# Smallpond Lightweight Analytics at Scale

In today’s data landscape, teams often face a trade-off between simplicity and scale. Traditional analytics stacks can be heavy, costly, and complex to get started, especially when the goal is to move fast and process big data efficiently. Smallpond bridges that gap by focusing on:

⚡ Speed — Fast setup and minimal overhead for transformation of big data.

📦 Simplicity — Simple interfaces and modular components that just work.

☁️ Scalability — Designed to handle distributed data workloads seamlessly.

🧩 Interoperability — Works with common data formats and integrates smoothly with existing tools like pandas and duckdb.

In this notebook, we’ll explore how Smallpond can be used to build lightweight, high-performance transformation pipelines.

But first we need to setup the environment and infrastructure to really test it's functionality

## Virtual environment creation

### Is very important to create the environment with Python 3.11.11 because this version needs to match Ray's Python compatibility version.
If you don't have this version you can install it with:  ```pyenv install 3.11.11```
1. Create a Virtual Environment
This command creates a new virtual environment in a folder named venv.
```sh
python3 -m venv venv
source venv/bin/activate

```
2. Activate the Virtual Environment
On macOS/Linux:
```sh
source venv/bin/activate
```
On Windows (Command Prompt):
```sh
venv\Scripts\activate
```

You should now see (venv) appear at the start of your terminal prompt — this means your environment is active.

3. Install Dependencies
```sh
pip install -r requirements.txt
```
This installs all the necessary libraries specified in the requirements.txt file.

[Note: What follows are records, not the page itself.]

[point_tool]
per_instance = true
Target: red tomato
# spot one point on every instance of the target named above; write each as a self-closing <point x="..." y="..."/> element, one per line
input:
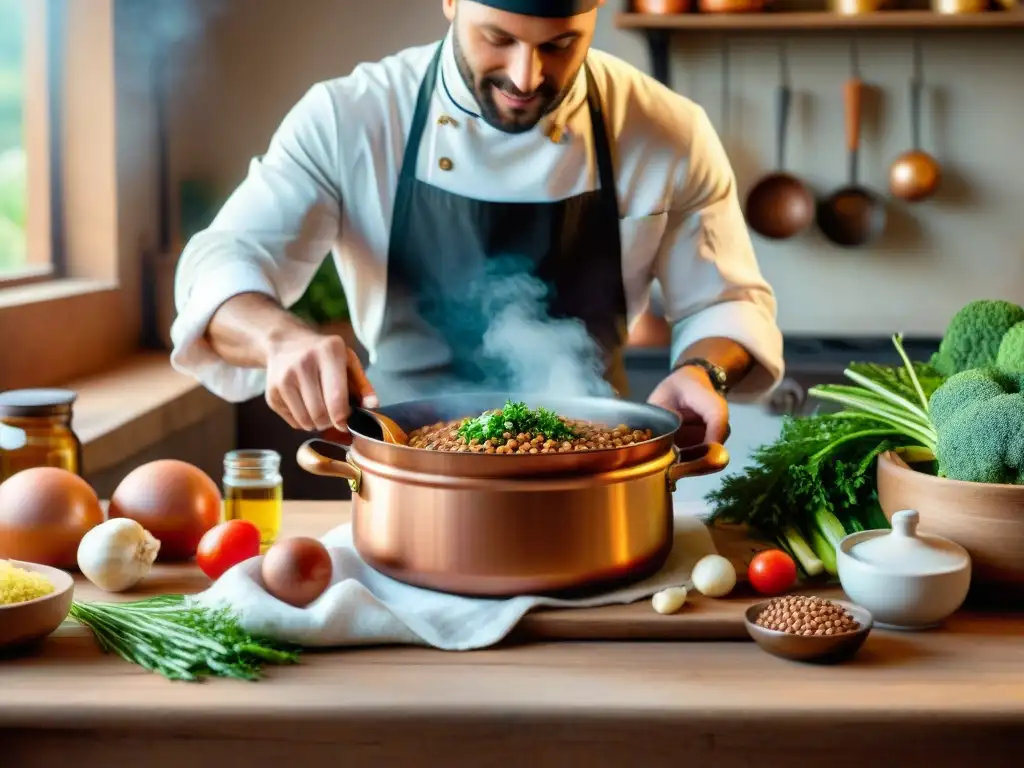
<point x="225" y="546"/>
<point x="772" y="571"/>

## Installation of Docker and Docker Compose
### Installation for Windows
https://docs.docker.com/desktop/setup/install/windows-install/
### Installation for MacOS
https://docs.docker.com/desktop/setup/install/mac-install/
### Installation for Linux
https://docs.docker.com/desktop/setup/install/linux/


## Running Jupyter Notebooks
Having the virtual environment activated you should just run:
```sh
 jupyter notebook --port 8889
```
Which will open a new window in the navigator with all the folders of this project.


## Building and deploying and testing the docker-compose infrastructure locally

1. Verify Docker and Docker Compose are available:
```sh
docker --version
docker compose version
```
2. Build your images
From your project root (where docker-compose.yml is located), run:
```sh
docker compose build
```
This command reads your docker-compose.yml, builds any services that use the build: directive, and downloads the necessary base images.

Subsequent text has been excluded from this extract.